A recent study found that California offenders who committed violent crimes can now expect to serve seven years in prison - in 1990, they would have served less than three. Looking at people who committed murder, those who were released in 2009 served an average of 16 years; now, they can expect to serve more than 50 years. This lengthening of sentences for violent crimes is a major reason California's prisons are overflowing and will continue to do so. In 2009, nearly 100,000 of the state's prison inmates were doing time for violent crimes, a number that will only grow as the exit door continues to recede.
A major driver of these long sentences is sentencing enhancements - additional prison time for circumstances such as using a gun, gang involvement, and repeat offending, aimed at targeting people thought to present a high risk to society. Although Three Strikes has received the most notoriety, an equally draconian California sentencing enhancement is 10-20-Life - "Use a Gun and You're Done."
Under 10-20-Life, anyone older than 13 who uses a gun while committing a serious felony (including robbery, homicide, kidnapping, and many sex crimes) will serve harsh sentences on top of the "base" sentence for the crime: 10 extra years for brandishing a gun, 20 for firing the gun, and 25-to-Life if firing the gun results in serious injury or death. These "enhancements" are often longer than the time served for the crime itself.
For example, someone who commits or attempts second-degree robbery would serve, at most, five years if no gun was present. If the offender fires a gun during the robbery, he will serve 25 years, an enhancement four times longer than the base sentence. A person convicted of first-degree murder with a gun will be sentenced to at least 50 years-to-life, twice the sentence of one who killed using another method, like strangulation, poison or an ax. The enhancements are mandatory and cannot be struck by a judge; the only way to avoid them is to waive your right to a trial and plea bargain.

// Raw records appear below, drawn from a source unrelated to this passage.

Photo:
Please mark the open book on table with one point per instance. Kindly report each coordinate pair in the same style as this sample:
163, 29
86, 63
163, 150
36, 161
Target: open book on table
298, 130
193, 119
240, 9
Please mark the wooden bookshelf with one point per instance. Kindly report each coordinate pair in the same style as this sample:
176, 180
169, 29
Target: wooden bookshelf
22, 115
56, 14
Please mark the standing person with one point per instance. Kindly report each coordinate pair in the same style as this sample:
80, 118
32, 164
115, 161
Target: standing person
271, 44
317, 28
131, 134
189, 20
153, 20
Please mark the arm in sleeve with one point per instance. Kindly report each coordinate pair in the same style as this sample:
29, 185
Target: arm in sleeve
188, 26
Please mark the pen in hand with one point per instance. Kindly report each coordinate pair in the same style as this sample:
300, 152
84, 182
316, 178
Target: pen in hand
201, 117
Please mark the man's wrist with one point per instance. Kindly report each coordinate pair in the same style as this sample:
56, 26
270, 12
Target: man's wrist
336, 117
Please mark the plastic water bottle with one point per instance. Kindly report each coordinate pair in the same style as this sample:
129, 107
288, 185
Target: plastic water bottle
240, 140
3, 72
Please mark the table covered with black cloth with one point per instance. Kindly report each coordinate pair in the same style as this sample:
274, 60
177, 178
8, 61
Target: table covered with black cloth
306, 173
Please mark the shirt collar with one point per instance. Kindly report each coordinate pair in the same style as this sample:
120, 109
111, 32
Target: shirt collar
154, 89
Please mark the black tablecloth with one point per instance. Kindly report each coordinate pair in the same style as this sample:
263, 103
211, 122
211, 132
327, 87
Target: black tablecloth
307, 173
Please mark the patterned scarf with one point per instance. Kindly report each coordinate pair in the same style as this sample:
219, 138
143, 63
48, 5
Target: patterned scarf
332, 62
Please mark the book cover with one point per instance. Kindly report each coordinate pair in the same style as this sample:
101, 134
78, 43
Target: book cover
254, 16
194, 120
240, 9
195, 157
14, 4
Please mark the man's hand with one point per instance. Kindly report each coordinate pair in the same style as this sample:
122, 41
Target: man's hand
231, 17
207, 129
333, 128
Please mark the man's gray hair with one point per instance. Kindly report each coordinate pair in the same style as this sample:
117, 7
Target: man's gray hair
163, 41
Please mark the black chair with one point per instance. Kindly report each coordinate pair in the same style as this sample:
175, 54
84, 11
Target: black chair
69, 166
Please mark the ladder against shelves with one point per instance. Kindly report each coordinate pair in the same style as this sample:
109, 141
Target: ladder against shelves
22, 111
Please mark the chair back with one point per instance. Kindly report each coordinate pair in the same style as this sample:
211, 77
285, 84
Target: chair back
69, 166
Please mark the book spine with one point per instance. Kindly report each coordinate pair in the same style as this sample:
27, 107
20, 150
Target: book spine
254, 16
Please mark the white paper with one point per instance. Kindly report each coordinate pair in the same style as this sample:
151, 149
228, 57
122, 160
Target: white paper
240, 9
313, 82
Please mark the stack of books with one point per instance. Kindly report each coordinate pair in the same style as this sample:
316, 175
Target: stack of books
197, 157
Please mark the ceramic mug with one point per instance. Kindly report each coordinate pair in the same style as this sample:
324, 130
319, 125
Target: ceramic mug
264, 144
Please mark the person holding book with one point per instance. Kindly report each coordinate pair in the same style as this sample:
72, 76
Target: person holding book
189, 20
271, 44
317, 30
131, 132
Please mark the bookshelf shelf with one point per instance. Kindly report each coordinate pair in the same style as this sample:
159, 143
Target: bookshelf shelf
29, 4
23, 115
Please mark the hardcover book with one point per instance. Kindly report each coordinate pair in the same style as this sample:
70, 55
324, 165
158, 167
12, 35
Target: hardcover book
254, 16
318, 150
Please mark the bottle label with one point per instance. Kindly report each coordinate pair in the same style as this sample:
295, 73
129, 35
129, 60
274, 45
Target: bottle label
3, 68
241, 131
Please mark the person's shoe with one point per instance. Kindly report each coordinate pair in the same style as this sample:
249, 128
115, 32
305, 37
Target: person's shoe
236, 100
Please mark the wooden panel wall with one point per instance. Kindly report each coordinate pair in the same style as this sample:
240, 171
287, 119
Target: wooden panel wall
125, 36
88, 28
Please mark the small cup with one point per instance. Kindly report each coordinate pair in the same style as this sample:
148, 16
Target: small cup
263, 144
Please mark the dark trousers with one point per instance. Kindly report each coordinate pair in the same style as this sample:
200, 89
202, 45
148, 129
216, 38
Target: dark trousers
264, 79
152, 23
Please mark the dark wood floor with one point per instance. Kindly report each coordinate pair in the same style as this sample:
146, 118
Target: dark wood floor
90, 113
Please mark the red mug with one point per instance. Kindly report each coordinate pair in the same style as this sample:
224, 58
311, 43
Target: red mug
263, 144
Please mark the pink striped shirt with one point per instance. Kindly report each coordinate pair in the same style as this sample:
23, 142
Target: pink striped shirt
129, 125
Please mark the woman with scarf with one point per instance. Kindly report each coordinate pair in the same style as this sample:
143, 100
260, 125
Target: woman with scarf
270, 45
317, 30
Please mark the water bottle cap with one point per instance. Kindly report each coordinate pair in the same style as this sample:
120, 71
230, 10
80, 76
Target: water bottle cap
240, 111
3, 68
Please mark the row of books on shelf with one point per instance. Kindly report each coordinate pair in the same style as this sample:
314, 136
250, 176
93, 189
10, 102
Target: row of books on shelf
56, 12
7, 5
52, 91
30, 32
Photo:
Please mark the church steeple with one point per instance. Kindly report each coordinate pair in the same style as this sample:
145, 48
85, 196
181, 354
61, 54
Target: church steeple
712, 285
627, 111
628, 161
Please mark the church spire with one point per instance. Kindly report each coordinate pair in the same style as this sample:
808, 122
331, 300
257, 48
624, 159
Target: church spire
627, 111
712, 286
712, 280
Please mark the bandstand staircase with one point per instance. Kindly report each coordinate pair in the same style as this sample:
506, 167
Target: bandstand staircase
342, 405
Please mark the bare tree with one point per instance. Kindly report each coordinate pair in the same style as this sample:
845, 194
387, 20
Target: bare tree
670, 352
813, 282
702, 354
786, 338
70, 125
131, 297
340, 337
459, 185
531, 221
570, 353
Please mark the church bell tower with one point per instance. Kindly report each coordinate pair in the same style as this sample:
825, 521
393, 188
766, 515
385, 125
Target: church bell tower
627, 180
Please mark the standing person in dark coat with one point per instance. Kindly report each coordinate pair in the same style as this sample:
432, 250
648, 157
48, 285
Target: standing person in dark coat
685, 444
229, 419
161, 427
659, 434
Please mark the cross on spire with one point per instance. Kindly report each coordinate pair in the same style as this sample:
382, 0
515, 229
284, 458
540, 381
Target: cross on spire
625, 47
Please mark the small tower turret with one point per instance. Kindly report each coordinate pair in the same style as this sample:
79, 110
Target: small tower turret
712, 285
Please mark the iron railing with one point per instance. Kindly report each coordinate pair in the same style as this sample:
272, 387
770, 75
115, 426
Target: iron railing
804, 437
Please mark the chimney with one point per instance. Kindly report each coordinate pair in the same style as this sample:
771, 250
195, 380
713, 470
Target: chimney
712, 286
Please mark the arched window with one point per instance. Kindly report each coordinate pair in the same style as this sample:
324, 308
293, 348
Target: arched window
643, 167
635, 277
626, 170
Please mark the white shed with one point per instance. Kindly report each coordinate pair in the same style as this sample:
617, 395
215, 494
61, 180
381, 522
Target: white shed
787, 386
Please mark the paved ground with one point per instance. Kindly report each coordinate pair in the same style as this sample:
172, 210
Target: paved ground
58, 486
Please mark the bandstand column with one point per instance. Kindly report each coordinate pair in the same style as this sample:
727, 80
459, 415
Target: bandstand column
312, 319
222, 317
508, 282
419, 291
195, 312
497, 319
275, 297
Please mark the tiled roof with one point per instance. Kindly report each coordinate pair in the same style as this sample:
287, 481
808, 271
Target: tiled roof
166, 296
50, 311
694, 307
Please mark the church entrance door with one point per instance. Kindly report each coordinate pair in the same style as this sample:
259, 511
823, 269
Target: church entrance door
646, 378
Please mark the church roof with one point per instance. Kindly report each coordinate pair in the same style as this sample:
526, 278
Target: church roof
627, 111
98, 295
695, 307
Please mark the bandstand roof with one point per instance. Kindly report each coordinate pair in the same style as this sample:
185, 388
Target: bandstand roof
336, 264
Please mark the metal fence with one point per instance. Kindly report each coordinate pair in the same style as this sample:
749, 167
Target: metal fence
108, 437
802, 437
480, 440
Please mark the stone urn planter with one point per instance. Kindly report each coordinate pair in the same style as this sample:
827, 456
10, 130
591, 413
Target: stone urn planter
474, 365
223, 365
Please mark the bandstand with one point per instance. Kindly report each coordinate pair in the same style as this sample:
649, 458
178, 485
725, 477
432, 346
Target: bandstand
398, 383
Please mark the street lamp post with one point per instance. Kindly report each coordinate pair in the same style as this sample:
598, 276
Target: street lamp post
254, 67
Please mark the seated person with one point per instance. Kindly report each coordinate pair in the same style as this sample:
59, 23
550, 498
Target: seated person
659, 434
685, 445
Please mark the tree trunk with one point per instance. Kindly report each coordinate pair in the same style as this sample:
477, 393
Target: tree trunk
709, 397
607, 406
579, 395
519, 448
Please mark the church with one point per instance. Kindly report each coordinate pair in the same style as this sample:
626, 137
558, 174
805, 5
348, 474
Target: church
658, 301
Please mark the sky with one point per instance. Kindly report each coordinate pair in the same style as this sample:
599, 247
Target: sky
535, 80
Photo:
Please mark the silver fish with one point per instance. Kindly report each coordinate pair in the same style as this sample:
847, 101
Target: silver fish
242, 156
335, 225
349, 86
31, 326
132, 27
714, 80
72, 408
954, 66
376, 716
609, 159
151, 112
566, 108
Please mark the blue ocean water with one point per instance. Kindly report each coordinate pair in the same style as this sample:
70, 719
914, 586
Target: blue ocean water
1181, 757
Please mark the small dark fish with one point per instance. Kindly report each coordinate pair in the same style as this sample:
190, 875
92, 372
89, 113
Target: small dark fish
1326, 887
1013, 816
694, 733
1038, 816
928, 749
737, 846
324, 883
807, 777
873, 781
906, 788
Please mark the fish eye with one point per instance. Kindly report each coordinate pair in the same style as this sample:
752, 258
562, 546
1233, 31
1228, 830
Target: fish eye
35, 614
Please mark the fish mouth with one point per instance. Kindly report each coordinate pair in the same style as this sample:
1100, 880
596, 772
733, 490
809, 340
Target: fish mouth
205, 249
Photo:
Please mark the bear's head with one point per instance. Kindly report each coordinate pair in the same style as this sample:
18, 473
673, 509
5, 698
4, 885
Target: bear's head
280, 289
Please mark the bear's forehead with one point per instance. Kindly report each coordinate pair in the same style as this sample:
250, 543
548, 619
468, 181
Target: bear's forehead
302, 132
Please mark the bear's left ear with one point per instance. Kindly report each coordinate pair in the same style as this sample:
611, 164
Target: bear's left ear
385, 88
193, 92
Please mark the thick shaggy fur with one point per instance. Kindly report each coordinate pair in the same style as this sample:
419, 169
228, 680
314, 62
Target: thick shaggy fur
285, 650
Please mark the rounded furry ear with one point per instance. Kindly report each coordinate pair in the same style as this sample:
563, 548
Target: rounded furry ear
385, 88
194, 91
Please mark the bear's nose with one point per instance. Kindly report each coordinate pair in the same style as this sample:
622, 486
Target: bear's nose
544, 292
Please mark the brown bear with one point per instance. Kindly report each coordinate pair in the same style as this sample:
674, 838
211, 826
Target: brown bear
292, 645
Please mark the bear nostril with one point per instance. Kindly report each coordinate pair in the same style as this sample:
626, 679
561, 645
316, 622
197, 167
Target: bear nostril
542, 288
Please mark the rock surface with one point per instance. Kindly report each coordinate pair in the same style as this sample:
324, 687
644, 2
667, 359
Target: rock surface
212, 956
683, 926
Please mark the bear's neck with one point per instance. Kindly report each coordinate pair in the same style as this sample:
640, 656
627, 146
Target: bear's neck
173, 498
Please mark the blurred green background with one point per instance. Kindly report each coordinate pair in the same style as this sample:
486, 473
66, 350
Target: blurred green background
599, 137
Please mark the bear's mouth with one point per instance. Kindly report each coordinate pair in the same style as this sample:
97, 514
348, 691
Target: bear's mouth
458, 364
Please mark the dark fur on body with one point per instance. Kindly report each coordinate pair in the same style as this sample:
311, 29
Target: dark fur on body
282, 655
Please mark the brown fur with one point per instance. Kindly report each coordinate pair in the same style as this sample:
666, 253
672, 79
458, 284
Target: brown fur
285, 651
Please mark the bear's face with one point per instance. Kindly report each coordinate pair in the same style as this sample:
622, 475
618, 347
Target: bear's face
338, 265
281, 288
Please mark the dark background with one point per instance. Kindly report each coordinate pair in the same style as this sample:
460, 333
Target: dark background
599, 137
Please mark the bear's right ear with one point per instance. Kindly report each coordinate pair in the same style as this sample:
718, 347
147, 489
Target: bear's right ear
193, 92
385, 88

Gun enhancements are appealing alternatives to gun control because they purportedly take out only the "bad guys" who use guns - not the "good guys" who merely shoot guns for healthy fun and games. Extremely harsh enhancements are thought to enhance public safety by: 1) deterring people from committing crimes with guns, which are much more likely to result in serious injury or death, and 2) incapacitating criminals who use guns.
But this logic is simply not supported by evidence. Research shows that the deterrent effect of punishment is linked to the certainty, not the severity, of punishment. Incapacitation is less theoretical - the offender is not likely to commit additional crimes while incarcerated - but the number of crimes prevented by locking up such a diverse group of people is difficult to estimate. Incapacitation also offers diminishing returns as the prisoner ages, as criminal behavior rises throughout the teenage years, peaks in the mid-20s, and then drops precipitously after 30. Recidivism rates also drop steadily throughout life.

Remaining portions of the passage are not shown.